Last month, the Student Sustainability Board (SSB) allocated $2,200 to support a project that aims to introduce composting in on-campus residential areas. Thanks to the funding allocation, the WashU Green Ambassadors’ waste team will be able to implement a pilot phase of their project in Dardick Hall, one of the Residential Colleges of the South 40 as early as March. The project kicks off a new calendar year for SSB, providing the opportunity to hear innovative proposals from students eager to spur change for a greener WashU.
Funding through the Student Sustainability Board is a unique resource for students wanting to initiate projects that foster sustainability on WashU’s campuses. The student group that reviews appeals was created in the spring of 2017 as a result of a merger between the Green Events Commission and the Student Sustainability Fund, both of which are part of Student Union. Its mission serves two main goals: fund and support students in their sustainability projects at WashU, and greening events on campus through the distribution of compostable ware and other waste reduction supplies. SSB receives an annual allocation of $10,000 from the Student Union to support these projects. An additional $5,000, sponsored by the Office of Sustainability, is available for graduate student projects.
Receiving support from SSB starts with an online form that interested students fill out in order to demonstrate how their project will “make campus more sustainable if granted the requested funding and/or materials”. The form asks students to anticipate the amount of people that will benefit from their project as well as logistic details, such as a timeline and a plan of action. In addition to the form, the submission includes an “item breakdown spreadsheet” detailing the type and quantity of supplies, services and funding needed to accomplish the project. This process helps the applicant develop their project plan and evaluate feasibility before implementation.
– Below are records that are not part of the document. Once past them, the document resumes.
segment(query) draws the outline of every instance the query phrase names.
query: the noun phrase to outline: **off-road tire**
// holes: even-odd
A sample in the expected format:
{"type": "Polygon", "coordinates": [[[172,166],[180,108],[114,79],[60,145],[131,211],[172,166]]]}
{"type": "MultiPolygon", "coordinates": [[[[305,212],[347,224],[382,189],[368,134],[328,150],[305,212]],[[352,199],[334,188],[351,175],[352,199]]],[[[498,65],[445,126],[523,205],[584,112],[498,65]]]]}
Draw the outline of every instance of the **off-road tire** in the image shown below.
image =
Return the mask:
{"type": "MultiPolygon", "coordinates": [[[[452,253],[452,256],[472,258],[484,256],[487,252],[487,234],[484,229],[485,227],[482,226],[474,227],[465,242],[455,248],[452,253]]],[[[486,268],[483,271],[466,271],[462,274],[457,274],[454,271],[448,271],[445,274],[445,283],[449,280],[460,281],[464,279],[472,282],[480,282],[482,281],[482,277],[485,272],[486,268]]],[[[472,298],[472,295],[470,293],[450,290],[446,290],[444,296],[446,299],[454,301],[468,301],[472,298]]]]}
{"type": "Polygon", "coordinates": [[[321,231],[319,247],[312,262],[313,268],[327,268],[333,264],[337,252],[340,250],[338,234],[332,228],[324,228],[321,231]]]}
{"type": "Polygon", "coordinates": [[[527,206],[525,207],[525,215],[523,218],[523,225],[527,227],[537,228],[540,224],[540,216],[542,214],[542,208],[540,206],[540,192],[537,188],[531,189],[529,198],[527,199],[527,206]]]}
Cara Cook, the WUGA’s waste team leader, explains: “We researched the supplies and services we would need, from the compost totes to the collection service, and we had to determine the exact costs so we could apply for funding from SSB”.
SSB allows students to have bold ideas, empowers them to become agents of change and provides the resources for implementation. The composting pilot on the South 40 brought to light the fact that many students were leaving dining halls with their food and throwing it away in the S40’s dorm leading to literal tons of food waste going into the landfill. Knowing that this could be avoided, Cara Cook, Maddie Parise, Alicia Zhang, and Alfredo Jahn, the WUGA’s waste team, applied for SSB funds. Now, their idea is becoming reality. Cara and her team-mates have already started to work with various stakeholders at the university in order to assess barriers and opportunities to on-campus composting:
“We talked with a lot of people from ResLife, Bon Appetit, Facilities, and the Office of Sustainability to find out why compost wasn’t already in Residential Halls and how the process works in areas where compost is collected. We had to figure out which resources were already available and which we could gain access to, as well as how the WUGA Team could work with other groups.” Cara said.
If the pilot project yields successful results the WUGAs are hopeful that their model can be expanded to all of the on-campus dorms.